/mlsimple

Primary LanguagePython

Description

The source code is for click prediction model experiments.

Package Introduction

  • gscope: the code for generate scope scripts to fetch dataset.
  • nn_modules: the code for neural network in Pytorch.
  • prepocess: the code for processing dataset.
  • utils: the code for tools.

Prepare Data

Data is stored in DLTS Azure-EastUS-P40-2 /data/yunfanhu/. They are first generated in Cosmos and then moved to DLTS. Since I generate the data day by day. The final files for training and validation are concatenated in DLTS. Training datasets are from 2022/03/24 to 2022/04/06. Validation datasets are from 2022/04/07/ to 2022/04/13.

Original data: Combine counting features and id features. It is stored in Cosmos and never moved to DLTS. The scope scripts to make the original data are generated by original_data.ipynb in gscope folder.

D1: Dataset uniformly sampled from original data and sample rate is 6%. It is stored in /data/yunfanhu/samples/ as train.tsv and valid.tsv. Use valid_3M.tsv to do validation. The scope scripts to make the original data are generated by D1.ipynb in gscope folder.

D2: Dataset that has 5 million rows for training and 1 million rows for validation. It is used for fast experiments. It is stored in /data/yunfanhu/samples/ as train_5M.tsv and valid_1M.tsv. It is sampled from D1.

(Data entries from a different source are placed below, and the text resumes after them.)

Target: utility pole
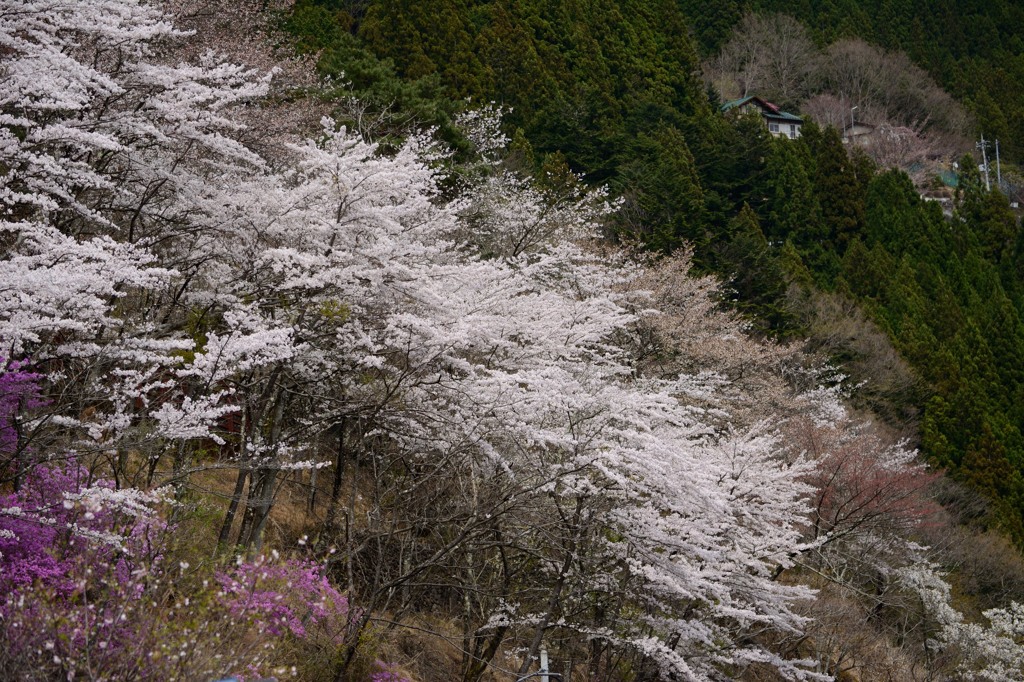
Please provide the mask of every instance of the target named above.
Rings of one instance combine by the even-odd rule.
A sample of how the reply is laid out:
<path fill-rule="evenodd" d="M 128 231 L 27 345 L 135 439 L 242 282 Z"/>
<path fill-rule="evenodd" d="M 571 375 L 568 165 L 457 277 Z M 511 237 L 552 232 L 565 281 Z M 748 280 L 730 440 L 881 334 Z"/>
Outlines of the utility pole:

D3: Dataset uniformly sampled from original data and sample rate is 20%. It is stored in /data/yunfanhu/samples_20/ as train.tsv and valid.tsv. Use valid_5M.tsv to do validation. The scope scripts to make the original data are generated by D3.ipynb in gscope folder.

D4: D1 adding UGE embeddings. It is stored in /data/yunfanhu/samples_emb/ as train.tsv and valid.tsv. Use valid_5M.tsv to do validation. The scope scripts to make the original data are generated by D4.ipynb in gscope folder.

D5: Dataset has all positive samples from original dataset and downsampled negative sample. The number of rows of D5 is 20% of total. It is stored in /data/yunfanhu/downsamples_20/ as train.tsv and valid.tsv. Use valid_5M.tsv to do validation. The scope scripts to make the original data are generated by D5.ipynb in gscope folder.

Set Environments

Python version should be equal or larger than 3.8. Currently Python 3.9 is used.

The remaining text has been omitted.